I’m trying to open a port for some app in my Surf SOHO 3 (firmware 8.0.0).
My Inbound Firewall Rule allows everything (Any).
Port forwarding has TCP, correct port specified, WAN interface IP, Server IP is my PC’s static internal IP (as it appears in ipconfig), service is enabled.
Windows Firewall allows the app’s executable through (also tried shutting it down to test).
App is open and listening on that port (verified via Process Explorer).
Tried changing the port, restarting the router, restarting the app
Tried with and without Intrusion Detection.
Tried various other online port checker tools, all show it as some form of closed/hidden/stealth
Is it a standard port like 80, 443 or 4500? If it is, try using a non standard port like 3088 does that work? Sometimes ports can be in use by services on the SOHO itself so can’t be released for port forwarding till you disable the service (or move it to something else).
To narrow down the problem, create an inbound firewall rule that allows the traffic but logs it to the event log. I do this as an audit trail on the ports that are forwarded on my Peplink devices.
And, I just tested with GRC Shields Up and my forwarded port on firmware 7.1.2 does show as OPEN.
@Michael234 - I created the following Firewall rule: Protocol=TCP, WAN=ANY, Source=ANY, Destination ANY (port X) (where X is the port I forwarded). I enabled Event Logging but after running GRC on the same port, couldn’t see anything in Status → Event Log.
@sitloongs - I captured a PCAP file per those instructions for the GRC test, but filtering in WireShark for tcp.port == X (where X is the port I forwarded) yielded 0 results.
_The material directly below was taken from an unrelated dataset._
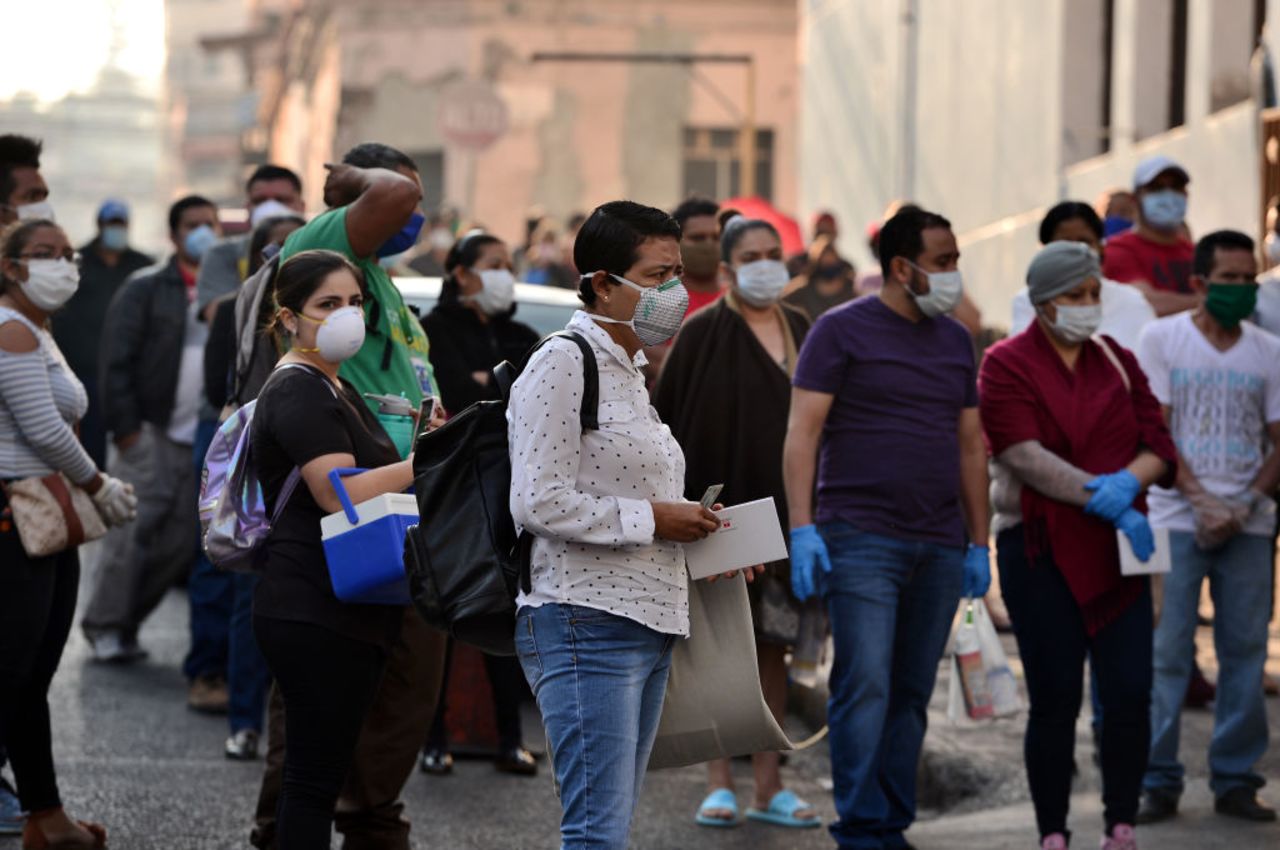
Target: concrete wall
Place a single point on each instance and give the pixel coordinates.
(1008, 114)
My modem is actually a router/modem combination that I switched to bridge/modem-only mode. Somehow that switch got reset and it got back to being a router, which blocked all the ports before it ever got to my Surf SOHO.
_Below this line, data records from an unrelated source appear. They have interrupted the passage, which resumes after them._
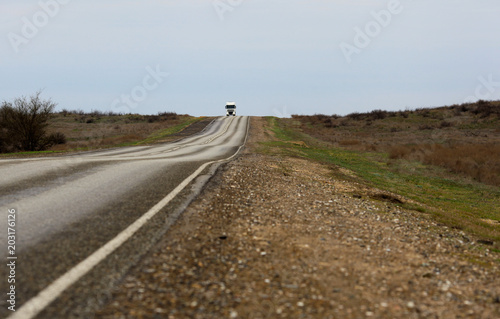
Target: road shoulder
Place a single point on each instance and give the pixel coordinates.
(279, 237)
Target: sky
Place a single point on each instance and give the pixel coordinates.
(272, 57)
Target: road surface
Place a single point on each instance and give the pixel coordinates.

Re-activating bridge (modem) mode resolved the issue.
For the packet capture, actually you can check the packet received at the WAN interface compare to the LAN interface.
If WAN interface is not receiving any packets, that mean the up link device actually causes the issue. You may need to check the up link device.
If WAN interface is received the packets, please check the packets sent from the LAN interface, LAN interface packets capture should show you the NATed packets.